Python Forum

Full Version: XML using xml.etree.ElementTree Question
You're currently viewing a stripped down version of our content. View the full version with proper formatting.
Please advise me on the following issue. I have 3 sections below: data, Python code, and output. It looks like the event start does not always give me the elem.text value. In this case, it will give me “None”. The start event is not 100% reliable to obtain a tag value. The end event seems to provide value each time. Is this a bug in Python programming language? Is there a better way to get tag value from start even?

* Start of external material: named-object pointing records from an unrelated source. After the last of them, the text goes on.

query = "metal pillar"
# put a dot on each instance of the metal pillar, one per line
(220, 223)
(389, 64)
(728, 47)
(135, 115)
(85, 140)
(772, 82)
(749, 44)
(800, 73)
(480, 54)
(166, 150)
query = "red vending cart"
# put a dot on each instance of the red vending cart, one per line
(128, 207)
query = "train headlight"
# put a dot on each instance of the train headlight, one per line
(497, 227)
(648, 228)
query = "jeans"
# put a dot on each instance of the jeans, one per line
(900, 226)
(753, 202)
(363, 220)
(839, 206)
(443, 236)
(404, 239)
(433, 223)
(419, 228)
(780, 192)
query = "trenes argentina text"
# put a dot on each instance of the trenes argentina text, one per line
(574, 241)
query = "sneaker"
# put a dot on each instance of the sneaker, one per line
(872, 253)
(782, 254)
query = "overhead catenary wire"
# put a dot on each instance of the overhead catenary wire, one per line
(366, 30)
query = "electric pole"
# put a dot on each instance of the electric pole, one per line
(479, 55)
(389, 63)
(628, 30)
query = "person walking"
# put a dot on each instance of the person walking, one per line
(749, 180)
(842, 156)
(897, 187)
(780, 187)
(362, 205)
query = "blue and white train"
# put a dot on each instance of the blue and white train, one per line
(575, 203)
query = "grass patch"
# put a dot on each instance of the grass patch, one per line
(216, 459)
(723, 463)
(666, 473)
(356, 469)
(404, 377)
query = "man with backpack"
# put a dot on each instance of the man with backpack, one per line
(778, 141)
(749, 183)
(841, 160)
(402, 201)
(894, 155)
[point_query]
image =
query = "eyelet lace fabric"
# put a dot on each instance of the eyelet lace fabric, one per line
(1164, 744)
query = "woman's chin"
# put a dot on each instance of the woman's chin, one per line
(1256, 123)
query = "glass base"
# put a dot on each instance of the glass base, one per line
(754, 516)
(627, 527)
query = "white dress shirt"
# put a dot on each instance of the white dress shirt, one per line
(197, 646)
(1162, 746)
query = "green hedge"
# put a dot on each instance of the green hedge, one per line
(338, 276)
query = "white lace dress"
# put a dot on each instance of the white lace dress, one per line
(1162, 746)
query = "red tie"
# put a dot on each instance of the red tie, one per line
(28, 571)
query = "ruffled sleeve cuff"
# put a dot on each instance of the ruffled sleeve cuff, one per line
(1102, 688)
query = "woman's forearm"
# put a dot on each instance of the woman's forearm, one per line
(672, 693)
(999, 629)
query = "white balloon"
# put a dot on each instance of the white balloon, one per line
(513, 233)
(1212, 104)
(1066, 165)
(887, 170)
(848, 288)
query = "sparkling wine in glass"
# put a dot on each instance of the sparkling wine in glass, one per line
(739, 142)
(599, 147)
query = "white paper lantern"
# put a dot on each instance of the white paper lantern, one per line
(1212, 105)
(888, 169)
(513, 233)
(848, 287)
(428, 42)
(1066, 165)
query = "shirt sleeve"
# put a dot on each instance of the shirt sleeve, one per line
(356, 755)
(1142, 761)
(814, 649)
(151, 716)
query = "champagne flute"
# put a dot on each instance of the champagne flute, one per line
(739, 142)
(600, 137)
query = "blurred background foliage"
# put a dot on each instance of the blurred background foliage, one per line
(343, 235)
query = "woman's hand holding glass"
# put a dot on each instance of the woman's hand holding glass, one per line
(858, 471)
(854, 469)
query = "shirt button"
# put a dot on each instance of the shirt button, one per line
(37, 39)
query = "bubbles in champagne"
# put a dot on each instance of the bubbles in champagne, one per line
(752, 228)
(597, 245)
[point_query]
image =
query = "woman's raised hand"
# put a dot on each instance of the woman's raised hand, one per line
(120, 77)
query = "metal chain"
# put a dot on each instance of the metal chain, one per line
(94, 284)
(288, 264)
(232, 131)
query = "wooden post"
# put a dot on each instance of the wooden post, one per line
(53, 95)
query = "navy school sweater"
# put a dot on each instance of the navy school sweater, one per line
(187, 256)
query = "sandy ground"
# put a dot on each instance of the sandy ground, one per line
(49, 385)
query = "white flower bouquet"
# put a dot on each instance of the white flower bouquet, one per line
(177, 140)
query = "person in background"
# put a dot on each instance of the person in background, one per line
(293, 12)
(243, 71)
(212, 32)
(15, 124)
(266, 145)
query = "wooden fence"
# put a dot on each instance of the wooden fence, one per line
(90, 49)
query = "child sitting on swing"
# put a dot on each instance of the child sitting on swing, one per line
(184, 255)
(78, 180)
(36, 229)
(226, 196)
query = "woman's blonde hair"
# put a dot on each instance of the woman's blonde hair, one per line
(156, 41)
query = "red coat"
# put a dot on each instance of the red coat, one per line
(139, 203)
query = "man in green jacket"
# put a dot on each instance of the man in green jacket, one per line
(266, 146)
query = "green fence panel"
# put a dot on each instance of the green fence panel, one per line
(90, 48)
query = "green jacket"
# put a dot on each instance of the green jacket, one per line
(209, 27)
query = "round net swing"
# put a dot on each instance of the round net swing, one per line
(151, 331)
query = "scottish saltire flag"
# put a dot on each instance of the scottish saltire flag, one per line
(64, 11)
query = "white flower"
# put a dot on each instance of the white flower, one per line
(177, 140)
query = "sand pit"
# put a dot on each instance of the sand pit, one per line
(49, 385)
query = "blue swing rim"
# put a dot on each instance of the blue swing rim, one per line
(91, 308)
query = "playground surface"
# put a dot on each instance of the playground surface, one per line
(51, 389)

File name: XMLD.DOCUMT.xml

Line 148:
<didFundLendSecurities>N</didFundLendSecurities>

Line 322:
<didFundLendSecurities>N</didFundLendSecurities>

Line 495:
<didFundLendSecurities>N</didFundLendSecurities>

--

import xml.etree.cElementTree as ET
import random
import sys
import os
import collections

v_file_name = "XMLD.DOCUMT.xml"

tree = ET.iterparse(v_file_name, events = ("start", "end"))
children = iter(tree)
for event, elem in children:
v_elem_tag = str(elem.tag.split('}')[1])
v_elem_tag_attrib = str(elem.attrib)
#Tags withoug attrib go here
if (len(v_elem_tag_attrib) == 2):
if (event == "start") and (v_elem_tag == "didFundLendSecurities"):
print("Start: ", v_elem_tag, elem.text)
if (event == "end") and (v_elem_tag == "didFundLendSecurities"):
print("End: ", v_elem_tag, elem.text)
#Tags with attrib go here
else:
pass

--

Start: didFundLendSecurities N
End: didFundLendSecurities N

Start: didFundLendSecurities None
End: didFundLendSecurities N

Start: didFundLendSecurities N
End: didFundLendSecurities N
It is not a bug: the documentation says
Quote:Note iterparse() only guarantees that it has seen the “>” character of a starting tag when it emits a “start” event, so the attributes are defined, but the contents of the text and tail attributes are undefined at that point. The same applies to the element children; they may or may not be present.
If you need a fully populated element, look for “end” events instead.

Obviously, the reason is that the text has not yet been read when the iterative parser emits the start event.